I have problem to understand all the proof of the theorem :
If $F$ is an algebraically closed field, then every maximal ideal of $F[x_1,...,x_n]$ is of the form $(x_1-c_1,...,x_n-c_n)$.
Proof : Let $\mathfrak m\subset F[x_1,...,x_n]=:R$ be a maximal ideal of $R$ and let $$\varphi: R\longrightarrow R/\mathfrak m=:k$$ the projection. Since $\mathfrak m$ is maximal, $k$ is a field. Since $\mathfrak m$ is a proper ideal, $1\notin \mathfrak m$, and thus $F\cap \mathfrak m=(0)$.
Q1) $\mathfrak m$ is a proper ideal of $R$, not of $F$, so how can we have $F\cap \mathfrak m=(0)$ since $\mathfrak m$ is even not in $F$ ?

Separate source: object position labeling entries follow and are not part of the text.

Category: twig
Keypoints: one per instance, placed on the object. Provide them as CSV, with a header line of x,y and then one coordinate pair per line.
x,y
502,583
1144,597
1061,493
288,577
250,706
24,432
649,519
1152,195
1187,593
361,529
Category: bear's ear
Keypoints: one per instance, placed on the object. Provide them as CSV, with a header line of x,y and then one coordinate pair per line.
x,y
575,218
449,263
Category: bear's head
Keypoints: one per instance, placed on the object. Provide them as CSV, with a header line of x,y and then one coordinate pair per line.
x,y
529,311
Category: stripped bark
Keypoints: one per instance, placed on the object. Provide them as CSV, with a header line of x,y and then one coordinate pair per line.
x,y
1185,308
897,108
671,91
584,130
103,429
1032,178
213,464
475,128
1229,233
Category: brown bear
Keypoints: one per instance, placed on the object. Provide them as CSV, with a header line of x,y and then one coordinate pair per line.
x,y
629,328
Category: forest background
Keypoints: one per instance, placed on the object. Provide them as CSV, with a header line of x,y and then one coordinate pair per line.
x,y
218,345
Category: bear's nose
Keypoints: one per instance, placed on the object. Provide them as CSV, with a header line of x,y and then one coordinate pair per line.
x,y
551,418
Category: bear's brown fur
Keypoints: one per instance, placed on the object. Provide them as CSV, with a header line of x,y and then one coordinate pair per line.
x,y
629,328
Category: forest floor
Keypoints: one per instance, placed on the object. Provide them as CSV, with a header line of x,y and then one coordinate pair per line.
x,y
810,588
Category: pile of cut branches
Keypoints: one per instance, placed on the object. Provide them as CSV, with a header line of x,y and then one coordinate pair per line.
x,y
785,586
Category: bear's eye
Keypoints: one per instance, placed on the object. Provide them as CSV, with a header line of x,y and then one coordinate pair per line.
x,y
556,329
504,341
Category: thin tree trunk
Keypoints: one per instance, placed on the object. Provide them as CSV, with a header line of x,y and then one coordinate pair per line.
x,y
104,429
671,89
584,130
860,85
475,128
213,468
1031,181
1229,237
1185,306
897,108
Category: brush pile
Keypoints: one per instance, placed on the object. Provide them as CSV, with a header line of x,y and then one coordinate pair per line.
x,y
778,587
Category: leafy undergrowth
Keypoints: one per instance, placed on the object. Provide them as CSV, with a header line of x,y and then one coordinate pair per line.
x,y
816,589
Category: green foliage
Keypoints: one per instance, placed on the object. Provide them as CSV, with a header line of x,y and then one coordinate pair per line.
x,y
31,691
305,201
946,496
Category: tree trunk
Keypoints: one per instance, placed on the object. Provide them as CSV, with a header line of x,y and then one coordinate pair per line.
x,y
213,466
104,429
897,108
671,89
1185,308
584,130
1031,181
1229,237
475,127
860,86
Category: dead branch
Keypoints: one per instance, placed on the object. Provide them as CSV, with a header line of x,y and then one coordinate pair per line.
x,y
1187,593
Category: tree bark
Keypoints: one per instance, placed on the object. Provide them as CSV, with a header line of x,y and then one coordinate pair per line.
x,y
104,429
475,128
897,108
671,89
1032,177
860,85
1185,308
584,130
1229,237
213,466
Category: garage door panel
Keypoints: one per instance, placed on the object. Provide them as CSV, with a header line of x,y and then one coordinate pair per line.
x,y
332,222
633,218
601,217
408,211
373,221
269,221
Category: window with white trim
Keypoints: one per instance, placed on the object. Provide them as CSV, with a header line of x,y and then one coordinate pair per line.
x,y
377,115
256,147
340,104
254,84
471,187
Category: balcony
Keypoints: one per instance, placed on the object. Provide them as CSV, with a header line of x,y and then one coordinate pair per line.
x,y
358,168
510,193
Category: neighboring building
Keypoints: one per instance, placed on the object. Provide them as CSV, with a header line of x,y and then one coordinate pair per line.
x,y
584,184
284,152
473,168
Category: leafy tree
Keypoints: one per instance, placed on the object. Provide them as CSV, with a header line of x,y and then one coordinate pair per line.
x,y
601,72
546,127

In particular, $\varphi|_F$ is an injection. Let $\bar x_i$ the residue classes of $x_i$ in $k$. Then, using $\varphi|_F$, we have that $k$ is the extension of $k$ by elements $\bar x_1,...,\bar x_n$.
Q2) I don't understand this fact. I agree that $\varphi|_F$ is a field homomorphism, but why (and what does it mean) that $k$ is the extension of $F$ by the elements $\bar x_1,...,\bar x_n$ ?
Since $F$ is algebraically closed, if $\bar x_i$ is algebraic over $F$, then it's contained in $F$. By reordering the variable, we may assume the the first $j$ are not algebraic, that is $k=F[\bar x_1,...,\bar x_j]$ where $\bar x_i$ is tanscendental of $f$ for $i=1,...,j$.
If $j=0$, then $k=F$. Then, let $c_i$ the residue classes of $x_i$ in $k\cong F$. Then, $\mathfrak m=\ker \varphi\supset (x_1-c_1,...,x_n-c_n)$, and since $\mathfrak m$ is maximal, we get $m= (x_1-c_1,...,x_n-c_n)$.
Q3) I don't understand why $m=\ker \varphi\supset (x_1-c_1,...,x_n-c_n)$.
For the rest, it's fine for the moment.
we know that any ideal of the form $(x_1-c_1,...,x_n-c_n)$ is maximal, and $F \cong k$ .Let $b_i=x_i(mod m) \in k$ and $a_i=\varphi^{-1}(b_i)$ then $x_i-a_i \in ker\varphi=m $ so $(x_1-c_1,...,x_n-c_n)\subseteq ker\varphi$. and from kronecker theorem: we have that $k$ is extension of $F$. if $F\cap m \ne (0)$ then $m=F$ contradiction.